Use sidecar containers with SUNK

You can extend Slurm compute and login node pods with sidecar containers. This page shows you how to attach sidecars to SUNK login and compute pods so you can run auxiliary services alongside Slurm, such as a local DNS cache or a VPN connector. The walkthrough is for cluster administrators who manage SUNK deployments through the Slurm Helm chart, and it covers both the configuration locations for sidecars and two end-to-end examples you can adapt.

How to add a sidecar

The following sections describe where to declare sidecars in the Slurm Helm chart values for login and compute node pods. The chart exposes a containers field on both pod types, along with supporting fields such as volumes and dnsConfig for further customization. The exact location of these configuration changes differs between login and compute pods. For login pods, add sidecars under login.containers. The login pod configuration offers the following options:

login:
  enabled: true
  # ...
  containers: [] # Add sidecar containers here
  volumes: [] # Define volumes needed for the sidecars
  # ... # Additional fields for configuring sidecars may be available

Add a sidecar to a compute pod

To add sidecars to a compute pod, you must apply the configuration at the node level. Add sidecars under compute.nodes.<nodeType>.containers, where <nodeType> represents a custom name assigned to a specific compute type.

compute:
  nodes:
    simple-cpu:
      enabled: true
      replicas: 2 # Adjust to desired amount or scale manually after deploy
      # ...
      containers: [] # Add sidecar containers here
      volumes: [] # Define volumes needed for the sidecars
      dnsPolicy: "..."
      dnsConfig: "..."
      # ... # Other fields may exist to help with sidecar configurations

Additional fields are available for configuration. The remaining sections walk through two examples that show how to apply this pattern.

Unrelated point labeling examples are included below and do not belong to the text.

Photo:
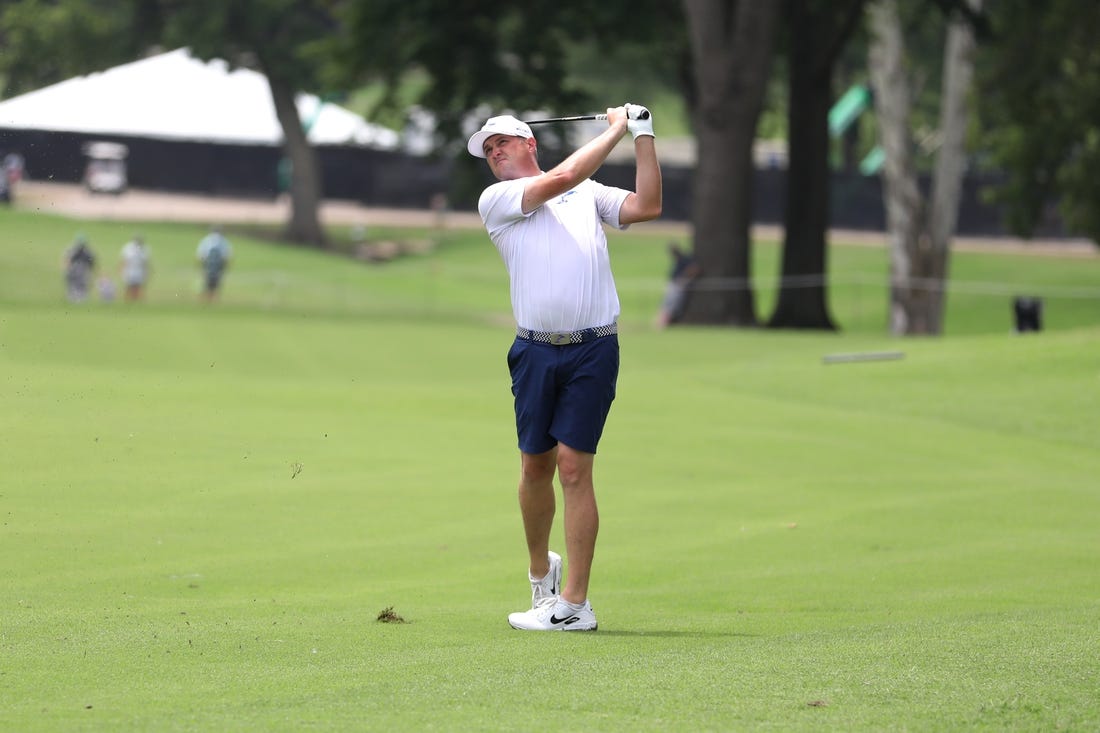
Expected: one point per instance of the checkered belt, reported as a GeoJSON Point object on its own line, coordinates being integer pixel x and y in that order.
{"type": "Point", "coordinates": [565, 338]}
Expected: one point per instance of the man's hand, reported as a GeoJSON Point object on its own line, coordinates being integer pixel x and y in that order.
{"type": "Point", "coordinates": [639, 121]}
{"type": "Point", "coordinates": [616, 116]}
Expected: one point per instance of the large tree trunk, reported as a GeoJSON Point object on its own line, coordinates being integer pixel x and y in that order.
{"type": "Point", "coordinates": [732, 44]}
{"type": "Point", "coordinates": [920, 236]}
{"type": "Point", "coordinates": [818, 31]}
{"type": "Point", "coordinates": [952, 159]}
{"type": "Point", "coordinates": [305, 225]}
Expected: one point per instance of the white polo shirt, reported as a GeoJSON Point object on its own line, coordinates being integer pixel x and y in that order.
{"type": "Point", "coordinates": [557, 255]}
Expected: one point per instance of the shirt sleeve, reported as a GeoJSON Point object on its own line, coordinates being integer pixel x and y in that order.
{"type": "Point", "coordinates": [502, 205]}
{"type": "Point", "coordinates": [608, 203]}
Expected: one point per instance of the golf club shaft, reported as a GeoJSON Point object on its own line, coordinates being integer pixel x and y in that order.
{"type": "Point", "coordinates": [645, 116]}
{"type": "Point", "coordinates": [568, 119]}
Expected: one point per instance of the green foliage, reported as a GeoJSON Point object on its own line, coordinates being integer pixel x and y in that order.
{"type": "Point", "coordinates": [1041, 111]}
{"type": "Point", "coordinates": [45, 42]}
{"type": "Point", "coordinates": [206, 510]}
{"type": "Point", "coordinates": [487, 55]}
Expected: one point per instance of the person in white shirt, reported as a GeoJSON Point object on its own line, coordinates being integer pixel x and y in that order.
{"type": "Point", "coordinates": [549, 230]}
{"type": "Point", "coordinates": [135, 267]}
{"type": "Point", "coordinates": [213, 254]}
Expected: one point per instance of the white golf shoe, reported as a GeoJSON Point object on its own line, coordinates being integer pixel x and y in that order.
{"type": "Point", "coordinates": [554, 614]}
{"type": "Point", "coordinates": [550, 586]}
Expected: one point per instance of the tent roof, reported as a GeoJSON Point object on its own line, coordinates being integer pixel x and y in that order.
{"type": "Point", "coordinates": [174, 96]}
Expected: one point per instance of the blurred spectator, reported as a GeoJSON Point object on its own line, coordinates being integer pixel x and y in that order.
{"type": "Point", "coordinates": [79, 264]}
{"type": "Point", "coordinates": [135, 267]}
{"type": "Point", "coordinates": [213, 255]}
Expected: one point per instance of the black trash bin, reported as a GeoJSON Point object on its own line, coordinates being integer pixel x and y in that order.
{"type": "Point", "coordinates": [1029, 313]}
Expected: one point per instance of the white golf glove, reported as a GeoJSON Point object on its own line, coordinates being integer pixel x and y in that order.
{"type": "Point", "coordinates": [639, 121]}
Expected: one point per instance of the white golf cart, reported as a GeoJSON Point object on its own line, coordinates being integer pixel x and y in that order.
{"type": "Point", "coordinates": [106, 172]}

Sidecar example: Knot Resolver

Knot Resolver is a full caching DNS resolver implementation. You can use it as a proxy to CoreDNS or as a direct replacement. This example shows how to use it as a proxy in a sidecar to improve DNS performance for jobs that involve web scraping. The process involves adding a sidecar container and a corresponding ConfigMap, then deploying both to the Kubernetes namespace. Follow these steps in order: define the sidecar in the Helm values, create the ConfigMap that backs it, and then deploy the ConfigMap before rolling out the chart changes.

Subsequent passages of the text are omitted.